Chan has been the standout men's skater for 15 months, stringing together a run of eight titles, but his performances have been far from flawless.
This season, he has failed to show off two clean programmes in any of the four international competitions he has taken part in.
"Every time I walk on to the ice for a competition, my goal is to do a clean programme and to perform my heart out. I get goosebumps doing the programme every time," Chan said before the start of the season about his Concierto de Aranjuez free skate.
However, rather than experiencing goosebumps, Chan has had to get used to suffering a multitude of bumps and bruises.
The world champion had planned to show off his new-found love for the quadruple jumps by pulling off a quad Salchow along with a quad toeloop in his long programme.
But he abandoned those plans as executing the quad toeloop has been rather problematic for the ever-smiling Chan this season. During one attempt at the Grand Prix Final in Quebec City, he spectacularly crashed into side barriers after mistiming his lift-off.
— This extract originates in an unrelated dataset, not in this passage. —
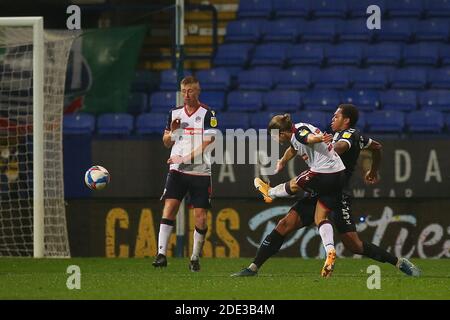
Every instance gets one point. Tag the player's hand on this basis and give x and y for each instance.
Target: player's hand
(371, 177)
If he should suffer the same misfortune again, figure skating's daredevil man Takahashi will be waiting in the wings to snatch back his title.
Olympic ice dance champions Tessa Virtue and Scott Moir will also be keen to reclaim the crown they lost to their training partners Meryl Davis and Charlie White last April.
Davis and White had been riding high on a 10-event winning streak until they were upstaged last month at the Four Continents by the Canadian champions.
"Last year was a tough year. We didn't compete as much as we wanted to... as Tessa needed the surgery in her shins again. We're a lot more hungrier for this year and get that world title back," Moir told Reuters.
American White, who considers Moir as one of his best friends, added: "Winning 10 straight, it was a great run but it had come to an end sooner or later.
"We're going to use it (the defeat) as a little extra motivation for the worlds."
North Americans are also expected to be in the mix for the women's crown after U.S. champion Ashley Wagner upset twice world champion Mao Asada at the Four Continents.
Italy's Carolina Kostner, for long the butt of many jokes because of her penchant for landing on her bottom while attempting jumps, would dearly love to back up her four European golds with a world title.
Three-times champions Aliona Savchenko and Robin Szolkowy are expected to battle it out with Russia's Tatiana Volosozhar and Maxim Trankov for the pairs title.